Dataset contained the historical data for 8 weeks prior to the week we were looking to predict. The data was taken as weekly snapshots at the start of each week. 22 columns/variables were defined as follows:
sku – Random ID for the product
national_inv – Current inventory level for the part
lead_time – Transit time for product (if available)
in_transit_qty – Amount of product in transit from source
forecast_3_month – Forecast sales for the next 3 months
forecast_6_month – Forecast sales for the next 6 months
forecast_9_month – Forecast sales for the next 9 months
sales_1_month – Sales quantity for the prior 1 month time period
sales_3_month – Sales quantity for the prior 3 month time period
sales_6_month – Sales quantity for the prior 6 month time period
sales_9_month – Sales quantity for the prior 9 month time period
min_bank – Minimum recommend amount to stock
potential_issue – Source issue for part identified
pieces_past_due – Parts overdue from source
perf_6_month_avg – Source performance for prior 6 month period perf_12_month_avg – Source performance for prior 12 month period
local_bo_qty – Amount of stock orders overdue
deck_risk – Part risk flag
oe_constraint – Part risk flag
ppap_risk – Part risk flag
stop_auto_buy – Part risk flag
rev_stop – Part risk flag
went_on_backorder – Product actually went on backorder. This is the target value.
The dataset size was 8.3 Mbytes size and referenced 100,000 parts with 823 backorders. The dataset was highly unbalanced, the positive class (backorder) accounted for 0.823% of all parts.
The dataset contained numerical input variables and text input variables. Lead time variable had some missing values, so we had to replace all of these by -1 to let Databolics interpret -1 has a missing value. No other pre-processing had to be made like outliers management as Databolics handles this automatically.
Feature ‘Went_on_backorder’ was the response variable and it had value “Yes” in case of backorder and “No” otherwise.
We used Databolics to produce a model which allowed to predict which part will be on backorder or not. Databolics automatically produced the best model – made actually of 2 mathematical equations – without any programming, any algorithm selection, any dataset splitting, etc…
Preparation of the dataset file: The response variable ‘Went_on_backorder’ (Yes or No) value was derived from the metadata. Rows were then randomized such that the order of samples in the rows was ensured to be random.

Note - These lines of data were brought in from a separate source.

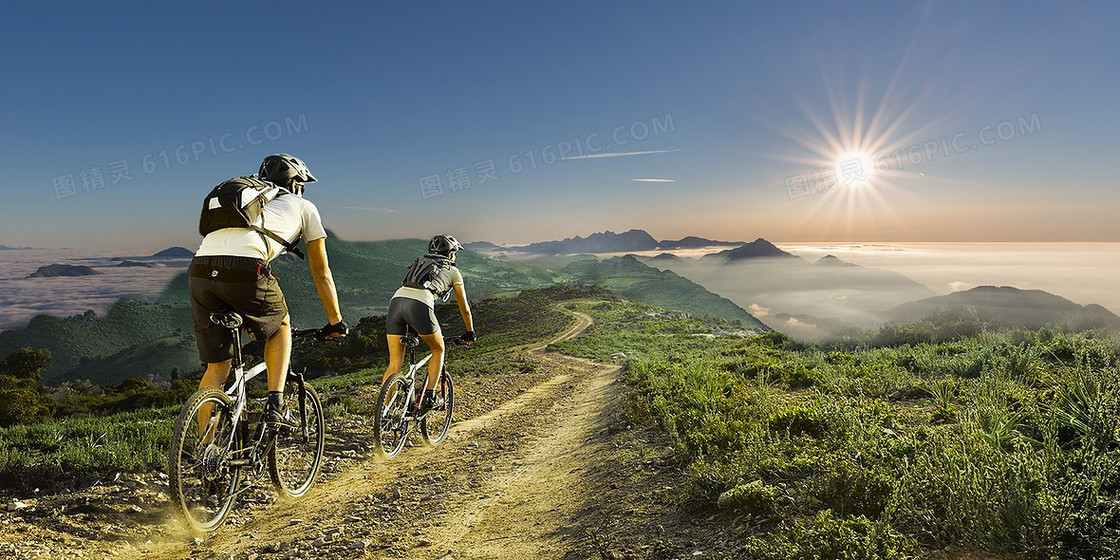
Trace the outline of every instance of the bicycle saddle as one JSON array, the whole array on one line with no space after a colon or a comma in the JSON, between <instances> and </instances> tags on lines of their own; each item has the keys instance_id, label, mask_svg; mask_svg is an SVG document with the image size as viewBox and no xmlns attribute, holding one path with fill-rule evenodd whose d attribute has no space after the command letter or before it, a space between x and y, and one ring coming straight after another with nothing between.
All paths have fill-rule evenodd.
<instances>
[{"instance_id":1,"label":"bicycle saddle","mask_svg":"<svg viewBox=\"0 0 1120 560\"><path fill-rule=\"evenodd\" d=\"M221 325L227 329L236 329L245 321L237 312L230 311L229 313L211 313L210 322L215 325Z\"/></svg>"}]
</instances>

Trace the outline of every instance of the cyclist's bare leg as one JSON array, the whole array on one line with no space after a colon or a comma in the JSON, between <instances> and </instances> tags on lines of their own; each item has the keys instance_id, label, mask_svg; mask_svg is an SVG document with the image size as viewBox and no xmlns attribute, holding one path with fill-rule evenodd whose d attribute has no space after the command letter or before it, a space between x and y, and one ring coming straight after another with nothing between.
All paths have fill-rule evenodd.
<instances>
[{"instance_id":1,"label":"cyclist's bare leg","mask_svg":"<svg viewBox=\"0 0 1120 560\"><path fill-rule=\"evenodd\" d=\"M385 375L381 377L381 384L385 384L385 380L389 379L390 375L397 373L401 370L401 365L404 364L404 346L401 345L401 335L387 334L385 340L389 342L389 366L385 368Z\"/></svg>"},{"instance_id":2,"label":"cyclist's bare leg","mask_svg":"<svg viewBox=\"0 0 1120 560\"><path fill-rule=\"evenodd\" d=\"M206 364L206 373L202 374L202 381L198 384L199 389L206 389L210 387L219 388L229 377L229 367L232 359L223 362L214 362ZM210 409L214 405L206 403L198 408L198 437L206 437L206 425L210 421Z\"/></svg>"},{"instance_id":3,"label":"cyclist's bare leg","mask_svg":"<svg viewBox=\"0 0 1120 560\"><path fill-rule=\"evenodd\" d=\"M428 362L428 383L425 389L435 389L439 383L439 372L443 371L443 333L439 330L432 334L422 334L420 338L432 350L432 360Z\"/></svg>"},{"instance_id":4,"label":"cyclist's bare leg","mask_svg":"<svg viewBox=\"0 0 1120 560\"><path fill-rule=\"evenodd\" d=\"M385 368L385 375L381 377L381 385L385 385L389 376L400 371L401 366L404 365L404 346L401 345L401 338L403 337L399 334L385 335L385 340L389 342L389 365Z\"/></svg>"},{"instance_id":5,"label":"cyclist's bare leg","mask_svg":"<svg viewBox=\"0 0 1120 560\"><path fill-rule=\"evenodd\" d=\"M268 390L284 391L288 364L292 361L292 326L288 315L276 334L264 342L264 365L268 368Z\"/></svg>"}]
</instances>

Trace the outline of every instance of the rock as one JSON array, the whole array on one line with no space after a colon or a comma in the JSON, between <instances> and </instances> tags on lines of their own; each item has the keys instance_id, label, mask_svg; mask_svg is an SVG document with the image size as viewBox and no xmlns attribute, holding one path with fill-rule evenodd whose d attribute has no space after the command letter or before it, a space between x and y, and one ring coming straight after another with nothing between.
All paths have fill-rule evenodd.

Results in less than 1 hour: Generation of an explanatory model, took just under 1 hour on a simple MacBook Air notebook. When evaluated against an independent hold out set of 30,001 parts (actually the test subset derived from the 100,000 parts dataset, see Fig 2 comments), the resulting explanatory model was 85% accurate with a True Negative Rate of 86%, and a True Positive Rate of 85%. True Negative Rate represents the percentage of parts predicted Negative (not on backorder in our case) and being actually Negative in the test subset. True Positive Rate represents the percentage of parts predicted Positive (on backorder in our case) and being actually Positive in the test subset.
Area under ROC curve was 0.91.
Figure 1: resulting model (Model ID: 20170523T091440.499444). It uses only 3 variables out of 22 (national_inv, forecast_9_month and sales_3_month), several operators and constants. In a binary classification model, model is made of 2 equations, one calculating probability of true prediction, the other calculating probability of false prediction. Upon computing the value of each equation, the greater value yields the case predicted by the model. The difference between these 2 numbers gives the prediction’s confidence score.
Figure 2: Review of best model statistics. One can see the 85% accuracy obtained on the entire dataset and on the 3 subsets (training, validation and test, training and validation are used for model creation, the test set is an independent hold out used to provide a final accuracy assessment by the final model against new data not available to the modeling process) used to build hundreds of potential models and finally select the best model.